Thus it can be seen that the readings or the efficacy results of the blood pressure measuring device (both digital and manual) differs in different population and in different study. Moreover, there are no significant studies conducted in order to measure the efficacy of the digital and manual blood pressure recording device over the cardiac population whose day-to-day blood pressure monitoring is vital. Thus, the rationale of proposing this research proposal is justified. The research proposal is crucial under present day medical condition of Australia as the result evolving from the subsequent research will help to adapt accurate blood pressure measuring device. The use of accurate blood pressure measuring device will help in effective management and monitoring of the cardiac problems.
Research Aim
The research proposal aims to draw a comparison between manual mercury sphygmomanometer and automated blood pressure machine, for accurate measurement of blood pressure in the surgical and medical ward of Royal Prince Alfred Hospital, NSW.
Research design
The study will encompass a cross-sectional research design that will be held in the medical and surgical units of the Royal Prince Alfred Hospital. Observational studies emphasise on drawing inferences from a sample representative of a certain population, in which the independent variable is not controlled by the researcher. The cross-sectional design that is intended to be adopted in this regard is a type of observational study that will primarily emphasise on analysing data from the patient population, representative of the larger population (Aiken et al. 2014). One primary benefit of selecting a cross-sectional approach, in place of case-control design can be attributed to the fact that the latter only comprises of people having specific characteristics, rather than the entire population. This study design will measure the exposure to the intervention (either automated blood pressure machine or manual mercury sphygmomanometer) and the subsequent outcome (accurate blood pressure reading), simultaneously for all the subjects. The rationale behind conducting cross-sectional study is that the entire study can be completed in a relatively shorter timeframe (Von Elm et al. 2014). Furthermore, routine collection of data will facilitate the study conduction at little expense.
In the medical and surgical wards of the Royal Prince Alfred Hospital, subjects above the age of 40 years, will be selected randomly from three working days per week. This randomisation process will be conducted over a period of two months (December 2018-February 2019). The age criteria will be selected above 40 years owing to the high risks of hypertension among people belonging to that age group. Both males and females, with or without any previous history of abnormal blood pressure will be eligible for participation in the study. Exclusion criteria of the patients will comprise of presence of bruises or cut marks at the site of blood pressure measurement, or amputation in the upper limb. Total 30 patients will be recruited for the purpose. The participants will be subjected to blood pressure measurement by a manual mercury sphygmomanometer (NOVAPHON), and an automated sphygmomanometer (UA-767S).
Data collection
All the instruments to be used for checking the blood pressure will be calibrated, checked and standardised by nursing experts.
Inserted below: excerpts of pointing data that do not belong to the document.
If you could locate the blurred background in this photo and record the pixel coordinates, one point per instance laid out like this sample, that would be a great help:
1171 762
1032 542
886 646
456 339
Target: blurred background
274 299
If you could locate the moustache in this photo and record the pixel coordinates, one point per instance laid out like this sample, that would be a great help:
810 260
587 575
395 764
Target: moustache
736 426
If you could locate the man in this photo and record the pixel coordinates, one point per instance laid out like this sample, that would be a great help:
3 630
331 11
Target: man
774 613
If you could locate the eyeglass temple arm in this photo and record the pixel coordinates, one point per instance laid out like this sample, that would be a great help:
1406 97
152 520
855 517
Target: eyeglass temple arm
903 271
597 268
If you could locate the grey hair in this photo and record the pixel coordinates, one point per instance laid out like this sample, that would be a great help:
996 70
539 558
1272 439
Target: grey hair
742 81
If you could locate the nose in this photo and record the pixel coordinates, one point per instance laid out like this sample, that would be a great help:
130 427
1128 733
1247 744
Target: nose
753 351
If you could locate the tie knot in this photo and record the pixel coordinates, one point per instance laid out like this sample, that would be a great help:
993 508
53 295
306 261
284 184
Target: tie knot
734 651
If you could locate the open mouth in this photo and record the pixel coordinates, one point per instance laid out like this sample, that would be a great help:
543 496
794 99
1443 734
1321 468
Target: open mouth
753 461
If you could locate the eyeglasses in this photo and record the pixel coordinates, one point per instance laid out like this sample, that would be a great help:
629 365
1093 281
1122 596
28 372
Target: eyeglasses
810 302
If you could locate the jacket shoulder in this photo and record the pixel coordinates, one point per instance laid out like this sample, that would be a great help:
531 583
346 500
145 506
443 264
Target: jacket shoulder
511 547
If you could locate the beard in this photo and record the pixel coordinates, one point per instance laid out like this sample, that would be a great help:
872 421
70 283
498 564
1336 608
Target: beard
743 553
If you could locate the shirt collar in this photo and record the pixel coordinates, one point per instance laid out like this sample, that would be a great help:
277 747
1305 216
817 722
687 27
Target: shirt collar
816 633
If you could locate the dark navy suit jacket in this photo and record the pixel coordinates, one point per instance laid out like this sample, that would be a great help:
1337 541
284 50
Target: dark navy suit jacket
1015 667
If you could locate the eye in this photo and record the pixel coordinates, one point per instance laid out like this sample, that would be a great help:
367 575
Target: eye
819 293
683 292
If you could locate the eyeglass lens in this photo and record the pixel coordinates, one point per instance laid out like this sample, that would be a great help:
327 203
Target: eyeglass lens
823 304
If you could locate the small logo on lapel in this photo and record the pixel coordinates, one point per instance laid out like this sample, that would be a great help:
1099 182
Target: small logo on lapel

An approval will be taken from the Institutional Ethics Committee, followed by informed consent of the participants, prior to data collection. The participants will be seated by supporting their back and the left arm will be kept at the heart level. They will be allowed to rest for a while, before the measurements are taken. The manual mercury sphygmomanometer will be first used for determining the systolic estimate. The cuff will be inflated until there is no palpation. The cuff will again be inflated till 30 mmHg, followed by a release at 2 mmHg/second, until reappearance of the radial pulse (Li-wei et al. 2013). This value is the systolic estimate. Inflating the cuff to levels higher than the systolic estimate, and deflating it at 2 mmHg/second will produce Korotkoff sounds. While the 1st sound will represent the systolic pressure, the 5th will denote the diastolic pressure. The pressures will be noted for each patient. This will be followed by a 3-minute break.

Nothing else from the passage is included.